In [1]:
import glob
import mne
from mne.time_frequency import psd_welch
import os
import numpy as np
import findspark
findspark.init()

import pyspark

from pyspark.sql import SparkSession
from pyspark.sql import SQLContext


spark = SparkSession \
    .builder \
    .master('local[*]') \
    .config("spark.driver.memory", "2g") \
    .appName("sleepdata") \
    .getOrCreate()
sc = spark.sparkContext

def eeg_power_band(epochs):
    """EEG relative power band feature extraction.

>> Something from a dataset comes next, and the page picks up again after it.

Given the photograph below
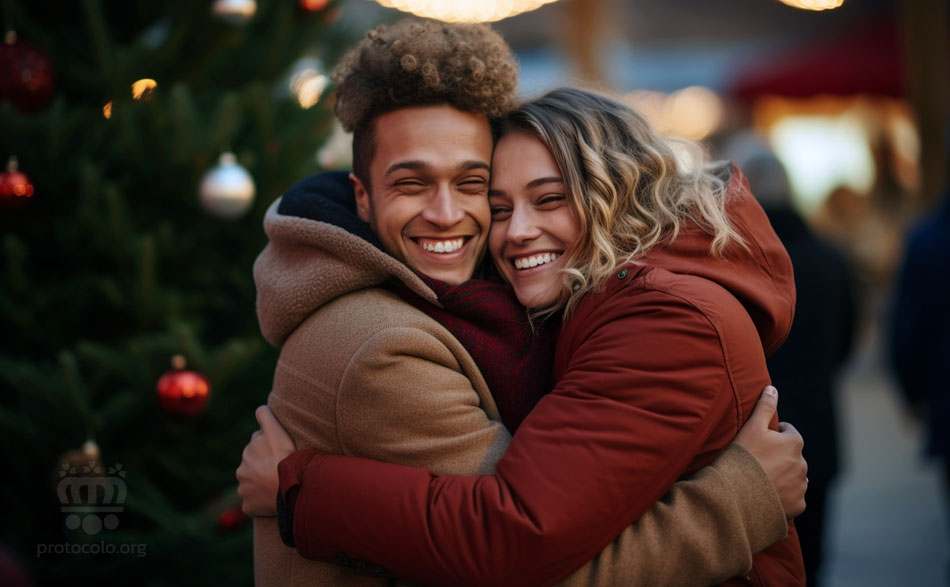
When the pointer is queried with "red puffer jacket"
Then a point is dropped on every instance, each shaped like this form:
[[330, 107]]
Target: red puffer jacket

    This function takes an ``mne.Epochs`` object and creates EEG features based
    on relative power in specific frequency bands that are compatible with
    scikit-learn.

    Parameters
    ----------
    epochs : Epochs
        The data.

    Returns
    -------
    X : numpy array of shape [n_samples, 5]
        Transformed data.
    """
    # specific frequency bands
    FREQ_BANDS = {"delta": [0.5, 4.5],
                  "theta": [4.5, 8.5],
                  "alpha": [8.5, 11.5],
                  "sigma": [11.5, 15.5],
                  "beta": [15.5, 30]}

    psds, freqs = psd_welch(epochs, picks='eeg', fmin=0.5, fmax=30.)
    # Normalize the PSDs
    psds /= np.sum(psds, axis=-1, keepdims=True)

    X = []
    for fmin, fmax in FREQ_BANDS.values():
        psds_band = psds[:, :, (freqs >= fmin) & (freqs < fmax)].mean(axis=-1)
        X.append(psds_band.reshape(len(psds), -1))

    return np.concatenate(X, axis=1)

os.chdir('/media/data/sleep-edf-database-expanded-1.0.0/sleep-telemetry/')
files = glob.glob('*.edf')
files = np.array(files)

# taken from raw.info in the loop below
cassette_mapping = {
    'EOG horizontal': 'eog',
    'Resp oro-nasal': 'misc',
    'EMG submental': 'misc',
    'Temp rectal': 'misc',
    'Event marker': 'misc'}

telemetry_mapping = {
    'EOG horizontal': 'eog',
    'EMG submental': 'misc',
    'Marker': 'misc'}

annotation_desc_2_event_id = {'Sleep stage W': 1,
                              'Sleep stage 1': 2,
                              'Sleep stage 2': 3,
                              'Sleep stage 3': 4,
                              'Sleep stage 4': 4,
                              'Sleep stage R': 5}

event_ids = {
    'Sleep stage W': 1,
    'Sleep stage 1': 2,
    'Sleep stage 2': 3,
    'Sleep stage 3/4': 4,
    'Sleep stage R': 5}

patient_ids = []
rdd = None
for patient_files in files:
    if patient_files[:7] not in patient_ids:
        patient_ids.append(patient_files[:7])
for patient_id in patient_ids:
    files = glob.glob(f'{patient_id}*')
    for file in files:
        if 'PSG' in file:
            raw = mne.io.read_raw_edf(file)
            # print(raw.info)
        else:
            annot = mne.read_annotations(file)
    
    raw.set_annotations(annot, emit_warning=False)
    raw.set_channel_types(telemetry_mapping)
    # raw.plot(duration=60, scalings='auto')
    #print(patient_id, psg, hypnogram)
    events, _ = mne.events_from_annotations(
        raw, event_id=annotation_desc_2_event_id, chunk_duration=30.)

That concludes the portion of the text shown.